What works most powerfully is the film's refusal to hand us false closure. There's no savior arriving at the third act, no miraculous escape waiting backstage. Instead, we get a deeply practical vision of resilience—one that acknowledges child labor as brutal reality while simultaneously celebrating the spirit of these kids. The storytelling sits somewhere between neo-realism and poetry, grounded and austere yet never losing its warmth or dark humor. In a marketplace cluttered with self-congratulatory social dramas, *Chidiya* stands apart as genuine cinema—uncomfortable, unsentimental, and ultimately more moving because it refuses to pretend that survival requires a happy en
Storyline
So there are these two young guys, Shanu and Bua, living in this super tight apartment building in Mumbai, and they're just trying to find jobs at a film studio when they stumble upon this little bird. Finding this bird kind of changes everything for them because it sparks this wild dream in their heads that feels totally impossible to achieve.

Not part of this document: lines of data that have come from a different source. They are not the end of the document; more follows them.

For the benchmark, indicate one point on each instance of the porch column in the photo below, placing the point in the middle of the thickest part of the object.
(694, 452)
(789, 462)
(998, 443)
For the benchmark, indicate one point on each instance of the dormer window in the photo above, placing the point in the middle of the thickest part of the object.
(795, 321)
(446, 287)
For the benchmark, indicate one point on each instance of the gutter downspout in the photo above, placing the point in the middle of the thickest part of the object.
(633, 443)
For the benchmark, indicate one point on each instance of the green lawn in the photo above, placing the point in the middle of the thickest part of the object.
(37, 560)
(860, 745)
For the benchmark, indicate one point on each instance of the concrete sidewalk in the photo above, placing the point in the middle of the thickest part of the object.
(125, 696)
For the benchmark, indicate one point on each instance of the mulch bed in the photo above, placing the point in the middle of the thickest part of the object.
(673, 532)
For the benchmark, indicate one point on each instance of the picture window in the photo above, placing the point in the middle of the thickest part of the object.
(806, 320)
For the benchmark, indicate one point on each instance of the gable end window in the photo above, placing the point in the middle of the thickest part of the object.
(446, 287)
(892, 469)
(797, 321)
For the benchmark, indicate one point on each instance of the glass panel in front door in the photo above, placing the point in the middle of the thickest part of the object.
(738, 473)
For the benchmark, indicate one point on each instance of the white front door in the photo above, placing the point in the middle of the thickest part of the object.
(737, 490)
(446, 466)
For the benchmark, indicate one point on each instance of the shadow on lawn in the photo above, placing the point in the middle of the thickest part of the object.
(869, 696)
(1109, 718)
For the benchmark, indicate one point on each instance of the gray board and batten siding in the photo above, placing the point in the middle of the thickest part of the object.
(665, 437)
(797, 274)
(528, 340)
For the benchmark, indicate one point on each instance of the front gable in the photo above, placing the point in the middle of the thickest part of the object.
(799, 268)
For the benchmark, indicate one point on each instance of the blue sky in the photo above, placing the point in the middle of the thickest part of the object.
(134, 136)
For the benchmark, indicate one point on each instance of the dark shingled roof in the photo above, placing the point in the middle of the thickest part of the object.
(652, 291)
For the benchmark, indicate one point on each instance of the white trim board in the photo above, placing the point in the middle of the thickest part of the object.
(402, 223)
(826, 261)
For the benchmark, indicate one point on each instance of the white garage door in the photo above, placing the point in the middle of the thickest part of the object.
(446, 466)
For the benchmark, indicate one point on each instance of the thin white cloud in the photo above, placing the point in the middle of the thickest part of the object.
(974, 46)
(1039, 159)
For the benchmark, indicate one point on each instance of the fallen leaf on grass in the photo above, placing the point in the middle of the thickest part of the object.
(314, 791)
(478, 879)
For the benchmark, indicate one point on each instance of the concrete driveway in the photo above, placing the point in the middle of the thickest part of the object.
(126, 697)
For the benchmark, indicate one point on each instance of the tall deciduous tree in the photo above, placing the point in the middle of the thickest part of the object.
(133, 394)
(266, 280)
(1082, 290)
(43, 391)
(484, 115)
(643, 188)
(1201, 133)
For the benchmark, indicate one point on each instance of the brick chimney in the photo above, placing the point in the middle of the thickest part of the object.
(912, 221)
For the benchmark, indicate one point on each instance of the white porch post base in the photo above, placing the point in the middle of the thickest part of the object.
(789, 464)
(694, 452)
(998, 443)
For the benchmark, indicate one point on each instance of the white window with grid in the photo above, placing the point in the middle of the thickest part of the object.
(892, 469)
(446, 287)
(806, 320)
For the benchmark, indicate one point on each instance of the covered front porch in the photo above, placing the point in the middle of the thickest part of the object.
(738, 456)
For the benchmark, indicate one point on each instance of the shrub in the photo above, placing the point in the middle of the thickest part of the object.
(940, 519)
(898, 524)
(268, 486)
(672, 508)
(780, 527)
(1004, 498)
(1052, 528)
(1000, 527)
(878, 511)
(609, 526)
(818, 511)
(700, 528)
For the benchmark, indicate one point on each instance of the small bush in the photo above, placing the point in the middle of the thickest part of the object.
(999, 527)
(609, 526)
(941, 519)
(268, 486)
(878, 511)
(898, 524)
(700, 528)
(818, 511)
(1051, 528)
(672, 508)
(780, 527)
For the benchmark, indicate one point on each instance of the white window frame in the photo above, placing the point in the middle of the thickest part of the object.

The cool part is that their mom is completely there for them no matter what, and even their weird neighbors end up getting on board with whatever they're trying to do. These brothers decide to take this abandoned junkyard and turn it into their very own badminton court through sheer will and creativity.
Their whole adventure is basically about overcoming obstacles and using their imagination to make something happen, and it really shows you how much you can accomplish when you're young and determined with a real goal in mind. It's honestly a pretty inspiring story about believing in yourself and what's possible when you've got a genuine dream pushing you forward.